For Hyperion Records, Graham Johnson has devised and accompanied a set of the complete Schubert Lieder on 37 discs, a milestone in the history of recording. A complete Schumann series is underway, and there is an ongoing French Song series. All these discs are issued with Graham Johnson’s own extensive annotations which set new standards for CD programme notes. Awards include the Gramophone solo vocal award in 1989 (with Janet Baker); 1996 Die schöne Müllerin (with Ian Bostridge); 1997 for the first of the Schumann series (with Christine Schäfer) and in 2001 (with Magdalena Kozena). The Royal Philharmonic Society made him Instrumentalist of the Year in 1998; in 2001 he was awarded the Ehrenpreis of the Klavierfest Ruhr in recognition of his ongoing Lieder project in Herten; in June 2000 he was elected a member of the Royal Swedish Academy of Music. He was made an OBE in the 1994 Queen’s Birthday Honours list.

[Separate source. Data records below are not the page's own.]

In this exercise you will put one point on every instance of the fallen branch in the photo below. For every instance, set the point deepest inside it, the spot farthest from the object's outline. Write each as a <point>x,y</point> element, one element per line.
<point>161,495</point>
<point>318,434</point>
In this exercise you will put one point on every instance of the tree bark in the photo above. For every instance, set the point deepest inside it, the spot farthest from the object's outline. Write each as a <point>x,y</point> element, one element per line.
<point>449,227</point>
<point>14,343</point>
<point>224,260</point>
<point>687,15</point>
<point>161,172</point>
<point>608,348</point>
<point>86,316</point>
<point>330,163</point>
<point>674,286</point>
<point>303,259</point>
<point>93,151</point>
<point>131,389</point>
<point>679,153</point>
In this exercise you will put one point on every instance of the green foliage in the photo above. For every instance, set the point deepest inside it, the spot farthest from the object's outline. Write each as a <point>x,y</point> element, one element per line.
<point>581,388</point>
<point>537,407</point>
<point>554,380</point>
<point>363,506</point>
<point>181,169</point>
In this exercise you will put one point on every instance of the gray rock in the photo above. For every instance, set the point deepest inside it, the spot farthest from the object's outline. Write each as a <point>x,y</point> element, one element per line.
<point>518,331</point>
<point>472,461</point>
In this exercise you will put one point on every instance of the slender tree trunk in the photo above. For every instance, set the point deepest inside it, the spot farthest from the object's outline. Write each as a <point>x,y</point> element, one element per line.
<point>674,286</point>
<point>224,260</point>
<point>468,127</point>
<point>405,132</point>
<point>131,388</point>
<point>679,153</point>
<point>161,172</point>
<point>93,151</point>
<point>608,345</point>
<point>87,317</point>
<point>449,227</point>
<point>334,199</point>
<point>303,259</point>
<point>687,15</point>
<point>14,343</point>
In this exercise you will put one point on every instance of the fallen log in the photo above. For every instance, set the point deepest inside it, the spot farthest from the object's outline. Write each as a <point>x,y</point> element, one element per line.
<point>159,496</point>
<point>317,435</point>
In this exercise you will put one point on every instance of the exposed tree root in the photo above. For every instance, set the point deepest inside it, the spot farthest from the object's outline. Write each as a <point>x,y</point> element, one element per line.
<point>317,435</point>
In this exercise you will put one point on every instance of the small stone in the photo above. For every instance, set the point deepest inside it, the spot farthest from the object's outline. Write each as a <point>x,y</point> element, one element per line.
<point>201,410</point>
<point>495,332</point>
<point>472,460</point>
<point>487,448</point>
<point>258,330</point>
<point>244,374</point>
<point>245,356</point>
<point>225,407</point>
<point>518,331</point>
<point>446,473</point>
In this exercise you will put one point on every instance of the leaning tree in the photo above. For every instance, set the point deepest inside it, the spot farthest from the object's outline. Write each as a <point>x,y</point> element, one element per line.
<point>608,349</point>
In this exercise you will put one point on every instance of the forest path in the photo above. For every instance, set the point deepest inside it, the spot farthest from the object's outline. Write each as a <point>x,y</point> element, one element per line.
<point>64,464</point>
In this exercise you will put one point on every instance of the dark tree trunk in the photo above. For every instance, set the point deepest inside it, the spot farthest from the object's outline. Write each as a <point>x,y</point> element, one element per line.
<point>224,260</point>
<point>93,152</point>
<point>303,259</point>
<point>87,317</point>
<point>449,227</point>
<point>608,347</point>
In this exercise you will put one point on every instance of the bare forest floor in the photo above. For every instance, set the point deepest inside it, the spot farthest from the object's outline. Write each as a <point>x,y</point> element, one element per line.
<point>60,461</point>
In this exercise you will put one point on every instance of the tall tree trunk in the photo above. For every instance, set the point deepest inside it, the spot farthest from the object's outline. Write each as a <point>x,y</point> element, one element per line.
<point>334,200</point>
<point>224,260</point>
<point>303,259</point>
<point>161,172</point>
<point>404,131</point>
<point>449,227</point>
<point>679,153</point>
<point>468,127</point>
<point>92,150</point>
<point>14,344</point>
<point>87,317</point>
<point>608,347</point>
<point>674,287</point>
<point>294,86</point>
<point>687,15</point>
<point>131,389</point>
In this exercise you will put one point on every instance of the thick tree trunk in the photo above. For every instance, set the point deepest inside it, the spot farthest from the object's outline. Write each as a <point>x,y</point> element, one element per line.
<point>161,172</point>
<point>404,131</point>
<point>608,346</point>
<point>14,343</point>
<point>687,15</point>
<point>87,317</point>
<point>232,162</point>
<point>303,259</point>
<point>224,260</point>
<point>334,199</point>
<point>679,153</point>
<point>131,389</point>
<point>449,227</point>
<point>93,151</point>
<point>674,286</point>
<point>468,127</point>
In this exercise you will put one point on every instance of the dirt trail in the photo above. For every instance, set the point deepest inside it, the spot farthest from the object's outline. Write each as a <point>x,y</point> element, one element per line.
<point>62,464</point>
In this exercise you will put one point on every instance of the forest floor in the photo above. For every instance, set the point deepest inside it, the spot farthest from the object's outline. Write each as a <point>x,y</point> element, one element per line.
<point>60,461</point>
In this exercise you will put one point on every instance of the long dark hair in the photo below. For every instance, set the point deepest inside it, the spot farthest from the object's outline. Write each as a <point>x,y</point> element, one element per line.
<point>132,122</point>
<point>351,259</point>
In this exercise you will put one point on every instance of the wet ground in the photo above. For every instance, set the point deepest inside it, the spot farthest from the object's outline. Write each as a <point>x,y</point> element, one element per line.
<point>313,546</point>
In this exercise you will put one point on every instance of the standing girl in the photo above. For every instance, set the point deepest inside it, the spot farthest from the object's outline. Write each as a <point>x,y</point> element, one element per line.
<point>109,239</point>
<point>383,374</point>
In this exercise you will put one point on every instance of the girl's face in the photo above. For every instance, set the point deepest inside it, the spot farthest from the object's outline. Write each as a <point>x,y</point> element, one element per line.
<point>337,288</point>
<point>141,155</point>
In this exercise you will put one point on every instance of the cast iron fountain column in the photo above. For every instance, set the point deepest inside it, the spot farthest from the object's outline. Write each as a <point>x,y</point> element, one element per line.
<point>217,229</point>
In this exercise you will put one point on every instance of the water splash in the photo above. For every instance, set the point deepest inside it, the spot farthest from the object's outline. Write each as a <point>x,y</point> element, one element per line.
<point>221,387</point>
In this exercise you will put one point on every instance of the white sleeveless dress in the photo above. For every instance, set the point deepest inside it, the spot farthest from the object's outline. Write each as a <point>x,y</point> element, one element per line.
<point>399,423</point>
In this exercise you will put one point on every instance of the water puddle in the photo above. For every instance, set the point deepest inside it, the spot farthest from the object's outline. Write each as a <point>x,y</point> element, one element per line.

In April 2013 Graham Johnson was awarded the Wigmore Hall Medal “in recognition of his unstinting championing of Song and his extraordinary achievements on the concert platform and in the recording studio.” The Wigmore Hall Medal, inaugurated in 2007, recognizes major international artists and significant figures in the classical music world.